Der Staat hält es in der Regel nicht nur für unnötig, die Aufmärsche zu verbieten, nein, die Polizei schützt sie sogar. Das Argument von Staat und Regierung: Das Demonstrationsrecht gelte nun mal für jedermann.

von Regina Degen, Köln

Nazis wollen erwiesenermaßen das Demonstrationsrecht, das Recht auf freie Meinungsäußerung abschaffen und alle anderen demokratischen Rechte beseitigen.

Sie haben die Welt schon einmal mit Mord und Terror überzogen. Wer unter Hitler sein Recht auf freie Meinungsäußerung in Anspruch nehmen wollte, wurde umgebracht. Sämtliche demokratischen Rechte, auch das Versammlungsrecht, wurden abgeschafft, Gewerkschaften und politische Vereinigungen wurden verboten.

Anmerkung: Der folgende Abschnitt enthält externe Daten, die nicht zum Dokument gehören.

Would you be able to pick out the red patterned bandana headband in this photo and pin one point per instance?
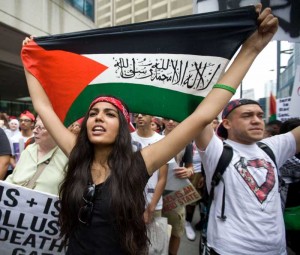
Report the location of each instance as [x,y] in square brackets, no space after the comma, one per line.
[117,103]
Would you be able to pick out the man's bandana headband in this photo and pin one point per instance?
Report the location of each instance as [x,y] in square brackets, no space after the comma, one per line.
[117,103]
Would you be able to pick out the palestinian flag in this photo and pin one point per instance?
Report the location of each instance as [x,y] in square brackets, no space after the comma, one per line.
[162,68]
[272,107]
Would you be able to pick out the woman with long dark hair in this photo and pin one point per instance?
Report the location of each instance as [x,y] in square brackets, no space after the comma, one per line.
[102,194]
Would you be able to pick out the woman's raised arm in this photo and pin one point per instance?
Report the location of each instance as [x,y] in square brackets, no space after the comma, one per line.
[159,153]
[63,137]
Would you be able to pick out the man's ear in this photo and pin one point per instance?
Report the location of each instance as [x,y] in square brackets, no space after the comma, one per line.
[226,123]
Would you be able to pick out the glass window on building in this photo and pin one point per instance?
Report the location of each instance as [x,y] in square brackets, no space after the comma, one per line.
[86,7]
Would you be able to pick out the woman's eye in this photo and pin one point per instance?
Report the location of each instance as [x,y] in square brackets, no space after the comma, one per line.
[92,114]
[110,114]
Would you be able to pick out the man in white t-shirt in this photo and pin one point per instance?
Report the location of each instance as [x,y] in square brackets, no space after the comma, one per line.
[253,221]
[142,137]
[18,141]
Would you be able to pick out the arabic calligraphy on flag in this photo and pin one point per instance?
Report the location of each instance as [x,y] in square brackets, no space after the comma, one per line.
[163,68]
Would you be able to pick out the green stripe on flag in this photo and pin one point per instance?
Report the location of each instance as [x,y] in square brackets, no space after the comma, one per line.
[139,98]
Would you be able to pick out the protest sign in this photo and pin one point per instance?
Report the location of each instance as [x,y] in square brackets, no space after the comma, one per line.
[178,192]
[28,222]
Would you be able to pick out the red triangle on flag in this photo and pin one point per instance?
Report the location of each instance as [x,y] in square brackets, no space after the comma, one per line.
[63,75]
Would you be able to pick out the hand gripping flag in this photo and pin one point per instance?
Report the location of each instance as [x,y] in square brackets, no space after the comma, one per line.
[163,68]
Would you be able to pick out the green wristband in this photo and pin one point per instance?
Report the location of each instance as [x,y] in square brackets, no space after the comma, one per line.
[222,86]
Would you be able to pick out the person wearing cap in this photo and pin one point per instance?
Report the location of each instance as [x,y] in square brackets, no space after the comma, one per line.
[42,155]
[18,141]
[5,153]
[102,195]
[142,137]
[253,220]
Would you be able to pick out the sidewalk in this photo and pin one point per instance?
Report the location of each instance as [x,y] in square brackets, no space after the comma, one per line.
[188,247]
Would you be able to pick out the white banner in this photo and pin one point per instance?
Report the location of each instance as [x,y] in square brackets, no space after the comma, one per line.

Dennoch räumt die Polizei den Nazis heute den Weg frei, wenn sie aufmarschieren wollen. Kräften, deren erklärtes Ziel die Abschaffung aller demokratischen Rechte ist, eben diese Rechte zu gewähren, ist völlig widersinnig.

Und es ist Heuchelei: Während man die Nazis mit Verweis auf die Grundrechte sich organisieren lässt, werden die Grundrechte von unbescholtenen Menschen mit der Begründung der Terrorgefahr täglich weiter eingeschränkt. Der Staat betreibt Telefonüberwachung, Videoüberwachung und will Online-Durchsuchungen.

Denen, die unbestreitbar Terror ausüben, die Überfälle, Brandanschläge und Morde begehen, wird durch den selben Staat ermöglicht, für ihre anti-demokratischen Ziele zu trommeln.

Offensichtlich können wir uns beim Kampf gegen die Nazis nicht auf Polizei und Gerichte verlassen.

Wir müssen uns weiterhin eigenständig den Nazis in den Weg stellen und dürfen ihnen die Straße keinen Fußbreit überlassen – zum Beispiel, falls sie am 3. Oktober marschieren wollen. In den Gewerkschaften müssen wir daran erinnern, dass die Nazis die schlimmsten Feinde der Arbeiterbewegung sind. IG Metall, ver.di und die anderen Gewerkschaften müssen an vorderster Front stehen, wenn es darum geht, einen Nazi-Aufmarsch zu blockieren. Auch die Partei DIE LINKE muss ihre organisatorischen und finanziellen Möglichkeiten einsetzen und dazu beitragen, dass Versammlungen von Nazis durch Gegenmobilisierungen verhindert werden.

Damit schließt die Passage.